- How do practitioners of a particular hobby exhibit sociality and what kinds of social interactions facilitate skill sharing? What are some key opportunities for computer supported collaborative work in this space?
- What are practitioners’ perceptions of using XR for skill-sharing? What are important dimensions of the design space and design scenarios for social XR systems?
- How do practitioners use different components of the activity space (e.g. tools, sensory stimuli) and their affordances to facilitate social connection? What is the important context to capture when reconstructing these objects virtually for remote interaction in XR? (e.g. interactivity, realism)
- What are some design considerations for XR to support accessible interactions that reflect the values and goals of an intergenerational group?

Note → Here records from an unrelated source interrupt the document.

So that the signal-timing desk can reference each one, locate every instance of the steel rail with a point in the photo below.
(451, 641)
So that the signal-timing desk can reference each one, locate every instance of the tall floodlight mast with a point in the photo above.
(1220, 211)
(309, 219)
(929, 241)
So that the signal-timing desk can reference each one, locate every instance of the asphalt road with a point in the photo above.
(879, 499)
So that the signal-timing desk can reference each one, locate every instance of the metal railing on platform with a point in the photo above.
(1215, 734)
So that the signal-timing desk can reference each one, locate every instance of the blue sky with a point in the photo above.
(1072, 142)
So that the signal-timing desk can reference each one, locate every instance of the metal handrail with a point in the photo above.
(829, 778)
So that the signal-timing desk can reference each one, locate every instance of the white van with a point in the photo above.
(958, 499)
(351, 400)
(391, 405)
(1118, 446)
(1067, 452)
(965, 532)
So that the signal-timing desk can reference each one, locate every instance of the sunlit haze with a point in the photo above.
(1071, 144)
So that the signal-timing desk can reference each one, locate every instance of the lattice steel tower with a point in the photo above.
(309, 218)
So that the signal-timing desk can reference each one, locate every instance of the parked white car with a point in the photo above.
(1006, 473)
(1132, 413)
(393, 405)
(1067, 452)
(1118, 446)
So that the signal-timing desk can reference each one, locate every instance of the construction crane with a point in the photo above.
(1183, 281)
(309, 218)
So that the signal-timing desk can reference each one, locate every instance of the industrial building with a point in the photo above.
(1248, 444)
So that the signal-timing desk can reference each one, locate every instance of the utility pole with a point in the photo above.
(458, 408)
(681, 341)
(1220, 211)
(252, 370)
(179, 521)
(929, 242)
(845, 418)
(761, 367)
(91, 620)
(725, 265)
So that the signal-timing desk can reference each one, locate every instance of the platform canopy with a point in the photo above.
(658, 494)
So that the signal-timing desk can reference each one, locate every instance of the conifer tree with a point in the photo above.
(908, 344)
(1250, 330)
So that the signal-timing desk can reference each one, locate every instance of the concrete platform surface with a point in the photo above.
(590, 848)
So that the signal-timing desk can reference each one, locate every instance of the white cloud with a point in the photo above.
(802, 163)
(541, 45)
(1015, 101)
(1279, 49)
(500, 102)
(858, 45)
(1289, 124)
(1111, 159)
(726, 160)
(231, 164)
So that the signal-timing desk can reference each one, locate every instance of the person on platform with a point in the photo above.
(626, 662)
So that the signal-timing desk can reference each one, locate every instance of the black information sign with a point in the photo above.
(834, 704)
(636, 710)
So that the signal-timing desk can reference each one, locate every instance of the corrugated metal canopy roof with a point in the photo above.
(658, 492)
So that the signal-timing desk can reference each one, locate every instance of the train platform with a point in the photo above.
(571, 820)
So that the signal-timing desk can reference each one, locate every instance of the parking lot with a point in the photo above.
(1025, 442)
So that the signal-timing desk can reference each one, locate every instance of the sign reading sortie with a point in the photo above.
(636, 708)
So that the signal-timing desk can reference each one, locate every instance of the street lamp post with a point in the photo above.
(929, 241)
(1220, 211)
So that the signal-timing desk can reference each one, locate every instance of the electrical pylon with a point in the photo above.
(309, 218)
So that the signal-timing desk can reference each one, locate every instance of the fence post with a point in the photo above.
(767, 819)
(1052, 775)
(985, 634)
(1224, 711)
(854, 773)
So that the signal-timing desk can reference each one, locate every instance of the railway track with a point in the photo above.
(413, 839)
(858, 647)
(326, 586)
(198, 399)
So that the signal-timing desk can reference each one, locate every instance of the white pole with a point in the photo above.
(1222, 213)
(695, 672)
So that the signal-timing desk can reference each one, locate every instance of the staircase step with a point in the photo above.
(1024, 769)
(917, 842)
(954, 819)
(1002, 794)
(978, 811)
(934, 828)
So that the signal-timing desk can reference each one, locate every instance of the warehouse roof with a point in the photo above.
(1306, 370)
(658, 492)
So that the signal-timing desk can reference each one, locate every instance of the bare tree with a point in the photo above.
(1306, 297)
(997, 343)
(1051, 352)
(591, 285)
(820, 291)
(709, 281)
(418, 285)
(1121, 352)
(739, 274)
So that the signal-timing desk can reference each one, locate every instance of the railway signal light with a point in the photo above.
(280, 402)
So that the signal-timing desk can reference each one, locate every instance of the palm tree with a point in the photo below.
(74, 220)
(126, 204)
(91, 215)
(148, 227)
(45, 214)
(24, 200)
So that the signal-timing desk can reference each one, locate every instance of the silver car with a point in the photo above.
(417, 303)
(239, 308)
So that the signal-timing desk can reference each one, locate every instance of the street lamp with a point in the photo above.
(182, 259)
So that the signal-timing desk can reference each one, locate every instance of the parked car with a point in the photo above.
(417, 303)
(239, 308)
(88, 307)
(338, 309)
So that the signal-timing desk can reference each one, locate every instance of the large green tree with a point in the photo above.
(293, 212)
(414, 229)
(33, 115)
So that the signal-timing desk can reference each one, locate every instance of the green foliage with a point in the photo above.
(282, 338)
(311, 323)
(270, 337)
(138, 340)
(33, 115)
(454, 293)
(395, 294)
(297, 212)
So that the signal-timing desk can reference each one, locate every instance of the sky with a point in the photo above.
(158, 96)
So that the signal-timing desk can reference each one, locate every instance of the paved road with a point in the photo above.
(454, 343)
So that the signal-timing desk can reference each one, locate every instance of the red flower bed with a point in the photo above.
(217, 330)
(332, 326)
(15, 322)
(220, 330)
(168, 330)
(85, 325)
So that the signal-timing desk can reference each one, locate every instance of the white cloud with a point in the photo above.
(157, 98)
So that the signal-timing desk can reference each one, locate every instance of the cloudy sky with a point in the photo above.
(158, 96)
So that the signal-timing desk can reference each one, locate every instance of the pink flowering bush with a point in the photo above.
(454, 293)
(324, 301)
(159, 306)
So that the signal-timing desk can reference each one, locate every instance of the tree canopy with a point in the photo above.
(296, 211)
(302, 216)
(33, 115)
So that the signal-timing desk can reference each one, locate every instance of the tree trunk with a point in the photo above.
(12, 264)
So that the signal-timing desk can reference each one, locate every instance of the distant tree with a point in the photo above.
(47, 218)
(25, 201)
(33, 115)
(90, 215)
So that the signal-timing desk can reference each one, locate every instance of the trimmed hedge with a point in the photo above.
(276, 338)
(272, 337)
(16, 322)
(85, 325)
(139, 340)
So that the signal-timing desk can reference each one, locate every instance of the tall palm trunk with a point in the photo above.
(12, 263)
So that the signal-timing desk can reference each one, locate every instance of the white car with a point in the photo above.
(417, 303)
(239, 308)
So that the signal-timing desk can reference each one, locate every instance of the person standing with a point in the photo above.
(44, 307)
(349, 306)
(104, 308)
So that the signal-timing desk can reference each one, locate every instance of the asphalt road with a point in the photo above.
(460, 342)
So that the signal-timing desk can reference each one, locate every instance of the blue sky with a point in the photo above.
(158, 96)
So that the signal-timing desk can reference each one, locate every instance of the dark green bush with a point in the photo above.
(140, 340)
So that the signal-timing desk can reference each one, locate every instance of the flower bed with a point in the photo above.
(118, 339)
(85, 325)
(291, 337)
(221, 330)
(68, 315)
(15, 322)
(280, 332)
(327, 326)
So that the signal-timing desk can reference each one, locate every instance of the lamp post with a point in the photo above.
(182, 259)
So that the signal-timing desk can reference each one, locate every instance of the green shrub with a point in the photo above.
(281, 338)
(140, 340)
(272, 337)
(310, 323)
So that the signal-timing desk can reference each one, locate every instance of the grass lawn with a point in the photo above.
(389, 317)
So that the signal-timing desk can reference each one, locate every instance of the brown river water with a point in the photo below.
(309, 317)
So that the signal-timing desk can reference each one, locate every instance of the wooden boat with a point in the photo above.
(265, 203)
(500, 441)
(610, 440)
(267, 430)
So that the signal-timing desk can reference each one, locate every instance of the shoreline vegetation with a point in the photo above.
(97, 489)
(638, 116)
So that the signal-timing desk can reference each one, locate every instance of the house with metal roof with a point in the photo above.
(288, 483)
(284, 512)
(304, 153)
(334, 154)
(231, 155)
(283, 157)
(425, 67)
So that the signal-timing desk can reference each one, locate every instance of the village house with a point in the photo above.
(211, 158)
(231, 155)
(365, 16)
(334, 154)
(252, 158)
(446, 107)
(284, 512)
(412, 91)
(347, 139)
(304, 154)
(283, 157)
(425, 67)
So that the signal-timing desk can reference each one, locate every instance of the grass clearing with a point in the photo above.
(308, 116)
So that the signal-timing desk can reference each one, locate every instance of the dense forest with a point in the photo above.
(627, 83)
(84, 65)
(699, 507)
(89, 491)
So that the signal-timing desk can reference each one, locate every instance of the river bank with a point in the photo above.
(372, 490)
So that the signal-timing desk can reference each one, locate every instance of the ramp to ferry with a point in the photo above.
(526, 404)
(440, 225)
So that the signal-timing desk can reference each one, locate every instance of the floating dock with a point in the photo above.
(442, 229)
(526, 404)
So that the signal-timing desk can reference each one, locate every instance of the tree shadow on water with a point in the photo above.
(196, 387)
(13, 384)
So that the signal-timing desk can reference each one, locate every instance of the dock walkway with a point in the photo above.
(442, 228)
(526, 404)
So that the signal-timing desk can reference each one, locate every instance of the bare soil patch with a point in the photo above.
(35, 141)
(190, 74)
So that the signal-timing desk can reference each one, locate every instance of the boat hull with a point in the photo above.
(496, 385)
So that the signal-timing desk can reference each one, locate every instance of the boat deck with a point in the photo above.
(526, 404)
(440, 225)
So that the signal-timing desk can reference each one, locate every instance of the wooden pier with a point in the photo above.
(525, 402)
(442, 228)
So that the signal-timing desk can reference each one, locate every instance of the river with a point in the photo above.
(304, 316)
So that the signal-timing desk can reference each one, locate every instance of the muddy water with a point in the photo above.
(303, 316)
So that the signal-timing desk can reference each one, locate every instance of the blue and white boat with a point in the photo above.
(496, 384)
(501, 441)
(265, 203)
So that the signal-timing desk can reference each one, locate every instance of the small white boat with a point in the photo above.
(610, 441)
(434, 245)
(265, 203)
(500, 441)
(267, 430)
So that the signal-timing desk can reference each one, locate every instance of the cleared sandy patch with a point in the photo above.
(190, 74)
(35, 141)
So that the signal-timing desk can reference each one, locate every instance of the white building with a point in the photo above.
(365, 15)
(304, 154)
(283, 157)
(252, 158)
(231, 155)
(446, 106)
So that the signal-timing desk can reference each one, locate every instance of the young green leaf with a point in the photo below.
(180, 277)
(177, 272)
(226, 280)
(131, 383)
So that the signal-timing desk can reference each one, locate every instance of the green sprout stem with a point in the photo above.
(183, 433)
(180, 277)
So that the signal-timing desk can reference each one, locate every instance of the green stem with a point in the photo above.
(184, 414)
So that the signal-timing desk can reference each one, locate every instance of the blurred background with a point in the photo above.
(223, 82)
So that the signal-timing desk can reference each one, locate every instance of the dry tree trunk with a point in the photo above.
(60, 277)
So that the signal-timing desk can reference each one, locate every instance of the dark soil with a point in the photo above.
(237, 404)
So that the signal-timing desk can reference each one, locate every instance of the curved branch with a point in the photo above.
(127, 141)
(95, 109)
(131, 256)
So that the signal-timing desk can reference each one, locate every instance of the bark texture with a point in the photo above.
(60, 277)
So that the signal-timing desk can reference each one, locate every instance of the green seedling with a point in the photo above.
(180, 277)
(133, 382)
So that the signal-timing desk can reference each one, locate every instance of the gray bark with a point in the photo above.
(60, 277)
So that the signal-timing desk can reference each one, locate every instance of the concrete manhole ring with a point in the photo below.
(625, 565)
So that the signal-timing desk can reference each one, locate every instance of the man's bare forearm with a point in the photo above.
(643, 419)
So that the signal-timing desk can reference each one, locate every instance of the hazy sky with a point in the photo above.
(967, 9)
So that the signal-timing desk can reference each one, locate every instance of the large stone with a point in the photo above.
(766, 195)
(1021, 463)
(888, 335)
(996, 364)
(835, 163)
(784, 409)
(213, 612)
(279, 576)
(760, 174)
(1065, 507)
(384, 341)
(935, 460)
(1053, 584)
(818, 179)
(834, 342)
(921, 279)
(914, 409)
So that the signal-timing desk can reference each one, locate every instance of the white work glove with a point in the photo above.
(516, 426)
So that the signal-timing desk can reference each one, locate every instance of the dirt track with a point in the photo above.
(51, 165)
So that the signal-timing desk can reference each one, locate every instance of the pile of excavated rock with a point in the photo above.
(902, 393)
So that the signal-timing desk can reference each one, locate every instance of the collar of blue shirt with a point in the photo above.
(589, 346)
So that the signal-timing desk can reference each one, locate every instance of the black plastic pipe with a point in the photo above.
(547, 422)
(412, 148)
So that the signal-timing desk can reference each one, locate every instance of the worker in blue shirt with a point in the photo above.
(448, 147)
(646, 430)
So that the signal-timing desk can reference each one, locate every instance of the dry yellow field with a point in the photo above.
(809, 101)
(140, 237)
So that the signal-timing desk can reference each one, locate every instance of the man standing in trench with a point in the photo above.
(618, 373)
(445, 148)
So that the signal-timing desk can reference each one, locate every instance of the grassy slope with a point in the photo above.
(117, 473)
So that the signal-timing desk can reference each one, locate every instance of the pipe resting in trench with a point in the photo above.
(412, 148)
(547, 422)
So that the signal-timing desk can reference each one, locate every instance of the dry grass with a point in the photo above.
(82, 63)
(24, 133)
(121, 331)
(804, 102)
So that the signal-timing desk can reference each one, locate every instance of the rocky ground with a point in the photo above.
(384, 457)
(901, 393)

Teja Maddali is a Ph.D candidate at the University of Maryland (UMD) in the Department of Computer Science. He is being advised by Dr. Amanda Lazar of The Health, Aging, and Technology (THAT) Lab at UMD. His research work lies at the intersection of Human-Computer Interaction, Computer-Supported Cooperative Work, and Extended Reality (XR) and has won best-paper awards at ACM SIGCHI. He is also a research engineer at Headwall VR with whom he won the National Institute of Standards and Technology's (NIST) 2022 CommanDING Tech UI/UX Challenge to design next-generation incident command dashboards for first-responders. Prior to UMD, Teja obtained his Masters in Electrical and Computer Engineering from Georgia Tech (Atlanta, USA) and Bachelors in Electronics and Communication from BNM Institute of Technology (Bangalore, India).